Despite millions of parents' concern over children surfing the Internet, sub-$500 PCs are making the Net more accessible to kids. This includes kids between the ages of 4 and 12, who spend about $24 billion a year in the U.S. and convince others to spend on them another $188 billion. Add those together and you have opportunities galore for small businesses ... opportunities to have direct contact with kids, whose minds are so vulnerable one moment yet so persuasive the next.
Enter government regulation. To address concerns over privacy and security, Congress enacted the Children's Online Privacy Protection Act ("COPPA"). Of particular importance to small businesses is a COPPA provision that requires operators of web sites and online services to obtain verifiable parental consent before children may be permitted to provide certain identifying information. Obtaining this consent could be very time-consuming and expensive.
The act doesn't go into effect until the FTC completes its rules, providing businesses with specific guidelines (you can keep up on this process by visiting the FTC site, http://www.ftc.gov). However, now is a good time to start gearing up for some changes. Here's a glimpse at the federal law so your biz can be ahead of the game.
WHO WILL BE REGULATED?
Will you be expected to comply with COPPA? Here's a checklist to help you answer this question.
First, determine if you're one of the people who is governed by COPPA. "Operators" of certain web sites and online services, as well as some people working with these operators, are governed by this Act.
With the exception of non-profit organizations, an "operator" is any person or company who:
- Operates an Internet web site or an online service; AND
- Collects or maintains personal information; AND
- That personal information comes from, or is about, the users or visitors to the web site/online service; AND
- The web site or online service is operated for commercial purposes; AND
- This commercial purpose involves commerce across state lines, from a state to foreign countries, or with/between U.S. territories.
COPPA also governs:
- Anyone who collects or maintains the personal information on behalf of the operator of the web site or online service; OR
- Anyone who offers products or services for sale through that web site or online service.
Second, determine if the site or service is covered by the Act. It governs those commercial sites or services that are "directed to children" (i.e., targeted to children) under the age of 13. This includes:
- Sites/services whose entire site/service is directed to children or only that portion of the site/service that is directed to children;
- Sites/services whose operators have actual knowledge that they are collecting personal information from a child.
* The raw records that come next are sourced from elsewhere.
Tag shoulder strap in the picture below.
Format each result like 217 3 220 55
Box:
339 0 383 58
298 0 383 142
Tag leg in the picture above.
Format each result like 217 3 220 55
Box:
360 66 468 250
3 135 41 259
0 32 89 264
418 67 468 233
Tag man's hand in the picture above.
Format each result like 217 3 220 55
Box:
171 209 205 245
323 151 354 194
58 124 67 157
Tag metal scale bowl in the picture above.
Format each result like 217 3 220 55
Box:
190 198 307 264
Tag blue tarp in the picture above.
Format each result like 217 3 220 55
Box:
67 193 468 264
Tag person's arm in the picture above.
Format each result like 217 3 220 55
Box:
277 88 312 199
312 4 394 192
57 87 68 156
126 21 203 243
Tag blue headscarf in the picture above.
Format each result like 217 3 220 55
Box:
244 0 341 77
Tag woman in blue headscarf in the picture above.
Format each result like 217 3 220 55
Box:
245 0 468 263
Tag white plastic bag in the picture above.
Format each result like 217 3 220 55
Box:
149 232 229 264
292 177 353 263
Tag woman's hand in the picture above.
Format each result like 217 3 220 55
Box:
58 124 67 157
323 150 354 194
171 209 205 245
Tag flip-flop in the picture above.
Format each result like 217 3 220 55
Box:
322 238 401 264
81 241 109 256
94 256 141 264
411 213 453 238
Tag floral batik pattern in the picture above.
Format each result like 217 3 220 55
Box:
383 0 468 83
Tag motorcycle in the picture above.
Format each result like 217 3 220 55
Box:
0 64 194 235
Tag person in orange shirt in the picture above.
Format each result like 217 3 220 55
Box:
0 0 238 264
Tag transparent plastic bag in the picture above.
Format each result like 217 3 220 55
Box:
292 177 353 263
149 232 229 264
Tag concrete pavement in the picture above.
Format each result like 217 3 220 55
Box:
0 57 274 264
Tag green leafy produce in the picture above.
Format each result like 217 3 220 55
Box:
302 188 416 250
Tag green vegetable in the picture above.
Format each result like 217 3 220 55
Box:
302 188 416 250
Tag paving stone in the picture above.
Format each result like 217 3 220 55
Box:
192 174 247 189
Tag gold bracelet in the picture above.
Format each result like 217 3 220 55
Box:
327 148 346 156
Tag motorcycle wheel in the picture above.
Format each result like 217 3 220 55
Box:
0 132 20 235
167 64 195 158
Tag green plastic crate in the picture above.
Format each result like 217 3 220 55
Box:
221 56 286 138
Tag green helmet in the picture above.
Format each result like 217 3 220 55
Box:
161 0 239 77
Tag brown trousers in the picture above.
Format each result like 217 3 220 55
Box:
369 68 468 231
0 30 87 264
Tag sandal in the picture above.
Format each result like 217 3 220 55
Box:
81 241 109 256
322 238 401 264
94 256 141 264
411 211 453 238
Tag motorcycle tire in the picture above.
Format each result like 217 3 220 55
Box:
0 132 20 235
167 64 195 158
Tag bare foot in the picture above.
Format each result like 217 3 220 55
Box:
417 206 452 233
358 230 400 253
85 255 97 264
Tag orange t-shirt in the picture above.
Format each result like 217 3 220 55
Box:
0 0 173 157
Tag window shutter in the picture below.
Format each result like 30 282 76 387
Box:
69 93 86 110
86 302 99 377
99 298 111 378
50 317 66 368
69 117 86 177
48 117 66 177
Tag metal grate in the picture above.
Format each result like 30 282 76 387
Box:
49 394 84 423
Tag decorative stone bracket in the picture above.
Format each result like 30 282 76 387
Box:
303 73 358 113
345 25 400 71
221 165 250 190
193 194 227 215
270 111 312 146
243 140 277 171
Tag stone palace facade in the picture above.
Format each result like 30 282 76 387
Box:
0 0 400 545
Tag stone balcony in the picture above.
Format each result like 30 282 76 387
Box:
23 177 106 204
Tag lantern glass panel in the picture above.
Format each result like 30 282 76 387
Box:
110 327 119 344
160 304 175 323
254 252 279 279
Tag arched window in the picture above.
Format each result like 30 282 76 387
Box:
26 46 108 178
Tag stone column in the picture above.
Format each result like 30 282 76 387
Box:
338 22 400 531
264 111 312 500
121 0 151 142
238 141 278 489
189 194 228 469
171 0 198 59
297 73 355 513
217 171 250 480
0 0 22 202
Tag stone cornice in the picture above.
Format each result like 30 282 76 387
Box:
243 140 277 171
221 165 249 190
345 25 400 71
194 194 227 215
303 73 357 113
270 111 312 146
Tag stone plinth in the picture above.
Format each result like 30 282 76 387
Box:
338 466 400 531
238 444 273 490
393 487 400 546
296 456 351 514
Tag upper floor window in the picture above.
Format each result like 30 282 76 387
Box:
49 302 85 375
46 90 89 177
COPPA excludes from the regulations those sites or services that solely refer or link to commercial web sites or services directed to children by using directories, links, references, pointers, indexes, etc.
Third, determine if you are collecting or maintaining "personal information." The Act concerns information that is "individually identifiable information" about the child that is collected online. It includes any of the following:
- A first and last name;
- A home or other physical address;
- An e-mail address;
- A telephone number;
- A social security number; or
- Any other information that the FTC determines permits the physical or online contacting of a specific child.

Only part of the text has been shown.